Skonberg, 29, has earned plaudits from the Wall Street Journal (“Poised to be one of the most versatile and imposing musicians of her generation”), the Washington Post (“A young jazz star on the rise”) and even Wynton Marsalis, who deems her “the full package.”

In 2010, Skonberg, a Chilliwack native now based in Brooklyn, performed with her quartet in a downtown hotel as part of the Victoria International Jazz Festival. John Pizzarelli, an admired jazz guitarist also playing the festival, was dining in the hotel.

The New Yorker was invited to sit in — and ended up jamming for more than an hour.

Pizzarelli was impressed by Skonberg’s big, Louis-Armstrong-influenced sound. He kept in touch, later collaborating with Skonberg in New York (he plays on her debut album So is the Day).
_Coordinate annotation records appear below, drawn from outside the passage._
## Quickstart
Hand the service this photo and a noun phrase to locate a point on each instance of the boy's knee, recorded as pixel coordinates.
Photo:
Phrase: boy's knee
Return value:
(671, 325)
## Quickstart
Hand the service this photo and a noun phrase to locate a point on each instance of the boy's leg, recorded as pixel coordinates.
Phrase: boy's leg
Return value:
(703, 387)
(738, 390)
Skonberg has also gigged with Pizzarelli’s famous dad, guitarist Bucky Pizzarelli, who declares Skonberg to be “unbelievable.”
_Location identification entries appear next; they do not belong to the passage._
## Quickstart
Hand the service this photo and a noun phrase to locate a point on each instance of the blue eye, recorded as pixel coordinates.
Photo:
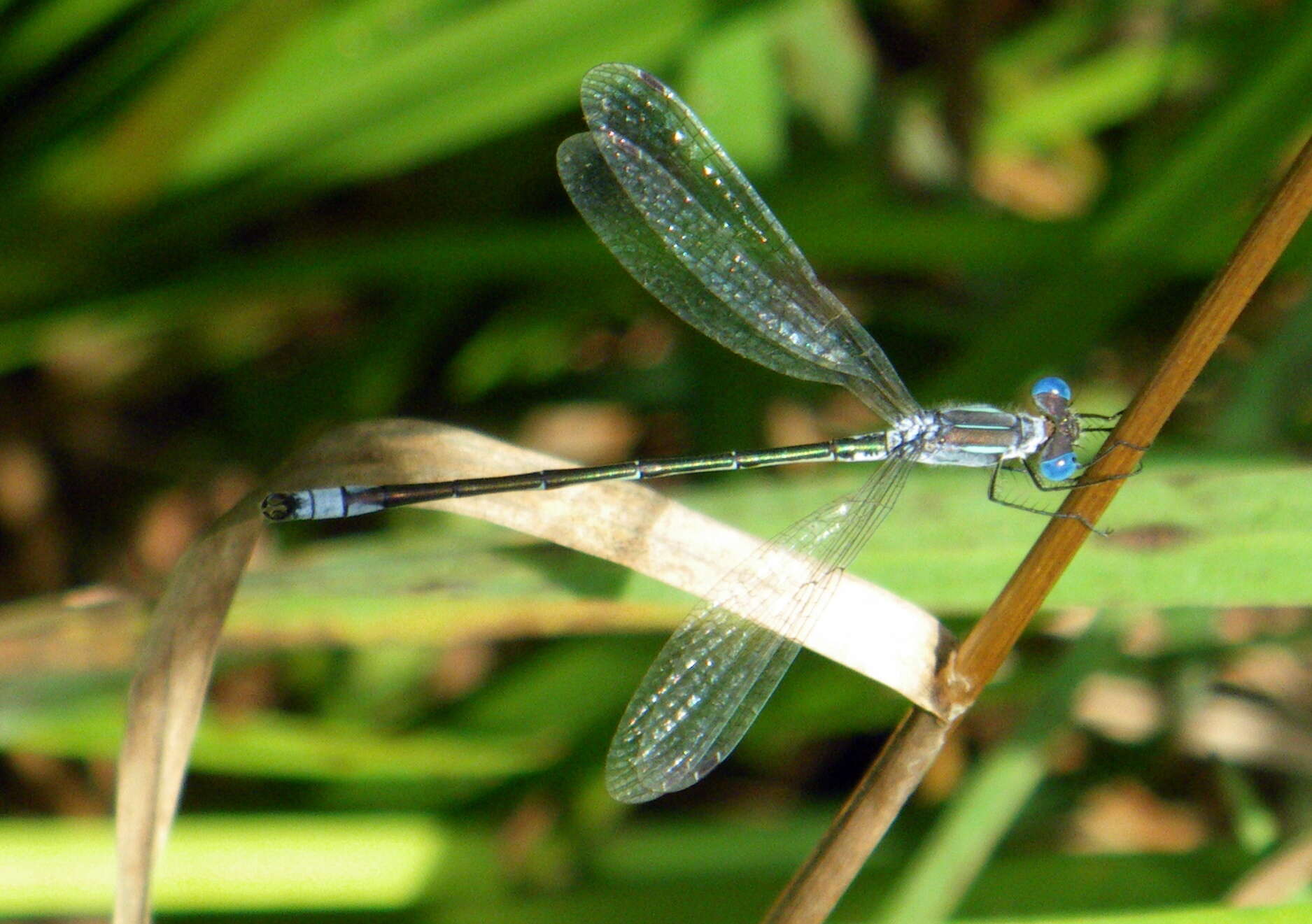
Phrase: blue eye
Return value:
(1051, 385)
(1060, 467)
Her date next week at Hermann’s Jazz Club promises to be one of the season’s hot jazz tickets. Skonberg will be joined by saxophonist/clarinetist Evan Arntzen, bassist Sean Cronin, pianist Dalton Ridenhour and drummer Darrian Douglas.

“We’ll do some pretty unique arrangements of standards and a lot of original material,” she said.

Interviewed this week, the Capilano College graduate recalled bidding her parents a teary farewell at the Seattle airport three years ago, en route to making New York her new home.

Immediately upon her arrival, a musician friend invited her to busk at Washington Square. It was there Skonberg received a good omen.

“Wynton Marsalis just walked on by. And he stopped and listened and kind of gave me a thumbs-up. I was like, ‘OK!’ I didn’t know if I was hallucinating, because I was so short on sleep.”

Things have gone well. Skonberg earned a 2013 Jazz Journalists Association nomination for up-and-coming jazz artist of the year.

This year, Downbeat magazine included her in its rising-star critics’ poll. She gigs regularly at top New York jazz clubs such as Birdland, the Iridium and Dizzy’s.

Her heroes include Armstrong and jazz singer Anita O’Day. Yet, as rooted as she is in New Orleans tradition, Skonberg is keen to be a modern musician and singer. She’s covered tunes by Janis Joplin and Swedish rockers the Cardigans. Sometimes she experiments with fuzz pedals.

“I really like growly, like plunger-type trumpet effects. I’ve started putting my trumpet with a distortion effects pedal,” she said. “I’ll bring it out at the most appropriate times at a concert. I do it very sparingly.”

Skonberg notes jazz pioneers such as Duke Ellington and Jelly Roll Morton were always interested in being innovative.

“They wouldn’t necessarily do the same songs that’ve always been played. They’d do a little bit of that. But they’d choose a new thing they’d been working on — just stretching boundaries. . . . That’s the spirit of jazz, of the music, that it was originally new and fresh at the time.”

While she misses her family and friends in B.C., Skonberg will continue her career in New York. For her, the Big Apple offers unique rewards. These have included playing with director/clarinetist Woody Allen at one of his regular Monday night gigs at the Carlyle Hotel.

Skonberg, who knows most of the musicians in Allen’s band, visited the hotel last May with instrument in hand. She was invited on stage.

“In New York, you always bring your horn, just in case. I sat right next to him. He said, ‘You sound great. Where are you living?’ . . . [But] people really wanted a piece of him. As soon as the band broke, he left.”